Cryptocurrency, analysed.
Bitcoin, Ethereum, Solana, and the major liquid alts — read through the same eight-module framework, tuned for crypto's halving cycles, ETF flows, and on-chain dynamics.
What changes for crypto.
The same eight modules, but with crypto-specific calibration. Macro context shifts. Quality and value get de-weighted. Sentiment and momentum get up-weighted. On-chain replaces some traditional inputs.
Halving matters
Bitcoin's supply schedule halves every four years. The April 2024 halving was the fourth. Each cycle's expansion has been smaller in percentage terms than the previous — exactly what you'd expect as the asset matures. Our model treats this as one input, not a thesis.
The new signal
Spot Bitcoin ETFs introduced a price-discovery channel that didn't exist in previous cycles.
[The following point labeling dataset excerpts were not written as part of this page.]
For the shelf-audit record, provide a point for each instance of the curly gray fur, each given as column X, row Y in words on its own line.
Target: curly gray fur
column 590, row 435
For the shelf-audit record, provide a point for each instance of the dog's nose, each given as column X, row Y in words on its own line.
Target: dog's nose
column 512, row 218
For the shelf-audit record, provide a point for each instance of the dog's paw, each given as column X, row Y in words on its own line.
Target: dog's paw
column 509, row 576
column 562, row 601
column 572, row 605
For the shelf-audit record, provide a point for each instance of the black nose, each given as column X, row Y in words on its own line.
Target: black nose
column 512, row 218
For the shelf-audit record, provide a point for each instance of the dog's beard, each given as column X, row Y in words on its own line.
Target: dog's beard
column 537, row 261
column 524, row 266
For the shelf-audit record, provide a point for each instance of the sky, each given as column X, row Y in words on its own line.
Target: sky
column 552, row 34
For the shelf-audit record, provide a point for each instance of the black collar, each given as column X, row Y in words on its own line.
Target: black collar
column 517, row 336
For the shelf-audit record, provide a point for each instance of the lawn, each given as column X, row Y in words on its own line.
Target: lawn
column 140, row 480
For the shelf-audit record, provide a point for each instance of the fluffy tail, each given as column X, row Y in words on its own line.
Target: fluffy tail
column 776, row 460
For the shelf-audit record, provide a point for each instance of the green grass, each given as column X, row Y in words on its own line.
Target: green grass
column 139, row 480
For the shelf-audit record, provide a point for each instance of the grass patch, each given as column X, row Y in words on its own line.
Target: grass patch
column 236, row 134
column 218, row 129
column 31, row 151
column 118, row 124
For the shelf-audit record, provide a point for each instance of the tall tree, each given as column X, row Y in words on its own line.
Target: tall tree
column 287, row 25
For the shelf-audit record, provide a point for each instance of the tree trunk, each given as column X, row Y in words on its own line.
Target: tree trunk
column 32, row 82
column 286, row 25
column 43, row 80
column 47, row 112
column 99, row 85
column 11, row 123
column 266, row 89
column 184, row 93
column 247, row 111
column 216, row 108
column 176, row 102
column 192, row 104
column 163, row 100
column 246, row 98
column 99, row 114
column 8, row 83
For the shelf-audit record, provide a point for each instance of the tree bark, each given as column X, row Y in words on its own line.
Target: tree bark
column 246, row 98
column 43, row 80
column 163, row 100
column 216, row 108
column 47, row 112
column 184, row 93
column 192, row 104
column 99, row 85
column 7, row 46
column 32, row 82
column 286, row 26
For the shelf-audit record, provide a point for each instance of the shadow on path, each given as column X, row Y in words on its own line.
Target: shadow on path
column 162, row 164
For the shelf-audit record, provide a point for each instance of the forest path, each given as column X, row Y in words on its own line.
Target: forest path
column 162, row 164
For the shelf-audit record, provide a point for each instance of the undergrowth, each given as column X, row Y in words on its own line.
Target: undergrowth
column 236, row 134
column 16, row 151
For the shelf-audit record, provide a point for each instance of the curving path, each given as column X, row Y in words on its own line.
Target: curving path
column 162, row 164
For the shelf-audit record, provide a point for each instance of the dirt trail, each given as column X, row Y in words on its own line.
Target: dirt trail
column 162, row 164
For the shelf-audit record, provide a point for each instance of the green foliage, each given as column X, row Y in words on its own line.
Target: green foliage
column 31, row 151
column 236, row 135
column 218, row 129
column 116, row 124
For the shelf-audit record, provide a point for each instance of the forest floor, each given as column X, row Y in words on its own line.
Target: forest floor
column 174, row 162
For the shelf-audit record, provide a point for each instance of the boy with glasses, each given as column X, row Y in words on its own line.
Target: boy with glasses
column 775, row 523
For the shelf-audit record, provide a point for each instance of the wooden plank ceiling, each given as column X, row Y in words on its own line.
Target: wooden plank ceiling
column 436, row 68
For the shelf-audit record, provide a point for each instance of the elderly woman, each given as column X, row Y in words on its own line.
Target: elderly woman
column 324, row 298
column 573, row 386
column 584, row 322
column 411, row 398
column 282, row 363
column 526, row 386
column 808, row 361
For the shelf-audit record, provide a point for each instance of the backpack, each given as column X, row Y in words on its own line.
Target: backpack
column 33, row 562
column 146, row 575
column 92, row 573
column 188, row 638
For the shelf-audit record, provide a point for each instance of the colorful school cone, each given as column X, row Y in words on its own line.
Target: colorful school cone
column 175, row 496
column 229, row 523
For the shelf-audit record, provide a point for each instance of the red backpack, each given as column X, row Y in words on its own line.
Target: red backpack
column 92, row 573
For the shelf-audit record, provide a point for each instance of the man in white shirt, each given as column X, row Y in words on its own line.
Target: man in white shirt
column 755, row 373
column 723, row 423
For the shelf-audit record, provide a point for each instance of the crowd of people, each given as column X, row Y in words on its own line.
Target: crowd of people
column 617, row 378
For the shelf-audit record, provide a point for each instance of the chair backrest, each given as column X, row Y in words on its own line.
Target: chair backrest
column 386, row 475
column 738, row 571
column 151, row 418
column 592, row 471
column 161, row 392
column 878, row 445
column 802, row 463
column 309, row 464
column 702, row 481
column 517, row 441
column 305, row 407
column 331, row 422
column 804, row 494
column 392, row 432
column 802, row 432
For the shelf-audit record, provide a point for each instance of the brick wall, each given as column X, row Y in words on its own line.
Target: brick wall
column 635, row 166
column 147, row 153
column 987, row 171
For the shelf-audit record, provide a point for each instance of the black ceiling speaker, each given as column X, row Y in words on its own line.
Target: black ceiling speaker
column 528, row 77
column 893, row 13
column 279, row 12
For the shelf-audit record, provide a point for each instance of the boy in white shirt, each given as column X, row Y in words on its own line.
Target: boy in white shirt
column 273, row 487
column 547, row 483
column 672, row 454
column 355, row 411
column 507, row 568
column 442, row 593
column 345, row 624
Weekly net flow is now one of the cleanest demand indicators we have — better than retail Google Trends or exchange inflow data.
Three buckets, not fifty
You don't need fifty indicators. We watch holder behaviour (LTH supply changes), realized price (paper-gain pressure), and exchange reserves (custody trends). Most other on-chain metrics are noise.
Liquidity is destiny
Crypto correlates with global liquidity more than any other asset class. Real yields, the dollar index, and Fed balance-sheet dynamics drive 60–70% of medium-term price action — well above any individual coin's fundamentals.